Laser Electrospray Mass Spectrometry for Structural Analysis of Biomolecules

Abstract

This dissertation elucidates a greater understanding of protein folding and unfolding processes during the lifetimes of electrospray and nano-spray droplets in laser electrospray mass spectrometry (LEMS) and nano-laser electrospray mass spectrometry (nano-LEMS) measurements, respectively. The similarity in mass spectral features obtained from conventional electrospray measurements for supercharged proteins with those of LEMS measurements suggested that supercharging phenomena occurs in the electrospray droplets during the droplet desolvation process.
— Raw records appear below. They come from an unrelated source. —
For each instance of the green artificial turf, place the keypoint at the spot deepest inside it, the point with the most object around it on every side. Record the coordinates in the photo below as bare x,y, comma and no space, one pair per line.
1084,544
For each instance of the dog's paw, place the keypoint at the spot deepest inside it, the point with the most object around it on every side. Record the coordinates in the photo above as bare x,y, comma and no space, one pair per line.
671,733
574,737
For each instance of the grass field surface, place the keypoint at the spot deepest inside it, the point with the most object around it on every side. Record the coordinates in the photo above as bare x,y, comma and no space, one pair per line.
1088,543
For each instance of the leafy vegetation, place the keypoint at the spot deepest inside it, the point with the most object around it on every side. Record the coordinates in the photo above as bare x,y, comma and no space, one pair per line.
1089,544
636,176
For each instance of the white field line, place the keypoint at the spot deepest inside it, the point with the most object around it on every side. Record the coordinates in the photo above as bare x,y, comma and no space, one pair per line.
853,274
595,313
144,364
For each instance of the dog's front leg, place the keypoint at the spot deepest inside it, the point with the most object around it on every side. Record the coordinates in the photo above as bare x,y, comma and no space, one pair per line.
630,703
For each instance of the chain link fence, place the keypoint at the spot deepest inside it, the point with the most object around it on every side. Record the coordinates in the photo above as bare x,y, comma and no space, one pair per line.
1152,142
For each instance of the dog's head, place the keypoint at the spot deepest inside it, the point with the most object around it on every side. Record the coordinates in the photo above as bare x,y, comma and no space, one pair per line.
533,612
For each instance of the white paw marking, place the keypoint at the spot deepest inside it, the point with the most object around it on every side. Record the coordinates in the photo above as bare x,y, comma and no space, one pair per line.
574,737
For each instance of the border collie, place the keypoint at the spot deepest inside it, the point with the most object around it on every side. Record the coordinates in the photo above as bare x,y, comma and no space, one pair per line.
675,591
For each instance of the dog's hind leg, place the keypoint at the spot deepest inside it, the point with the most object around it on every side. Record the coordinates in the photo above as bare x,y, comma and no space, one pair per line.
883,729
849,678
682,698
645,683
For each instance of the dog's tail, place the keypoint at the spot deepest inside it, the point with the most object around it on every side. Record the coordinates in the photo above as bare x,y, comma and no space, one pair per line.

It was observed that the laser vaporization of protein from condensed phase into the electrospray droplets containing denaturing electrospray solution and a supercharging reagent resulted in the increase in ion abundance of higher charge states in comparison with electrospray measurements. Conversely, the addition of solution additives with varying gas phase basicity in the electrospray solvent resulted in charge reduction for unfolded protein upon laser vaporization from condensed phase into the charged electrospray droplets. The extent of charge reduction and the fraction of folded protein within the electrospray droplets was found to be dependent upon both the extent of protein denaturation in the solution prior to laser vaporization and the gas phase basicity of solution additives. The ability of the LEMS technique to analyze molecules from solution with high matrix effects was established by the successful detection of protein molecules from solution with high salt concentration. Experiments with LEMS enabled the detection of a protonated protein feature as the dominating peak in the mass spectra for up to 250 mM sodium chloride while conventional electrospray resulted in predominantly salt-adducted features, with suppression of the protonated protein ions for the salt concentration of 5 mM. This dissertation also expanded upon the use of a reaction system to measure the lifetimes of laser vaporized liquid droplets coupled with electrospray and nano-spray postionization mass spectrometry. Electrospray and nanospray droplet lifetimes were measured to be 4.5±0.6 ms and 1.4±0.3 ms using LEMS and nano-LEMS measurements, respectively. Time dependent protein folding measurements using LEMS revealed intermediate states during protein folding processes which are often limited in conventional electrospray measurements where bulk solution in manipulated (change in pH) to achieve protein folding.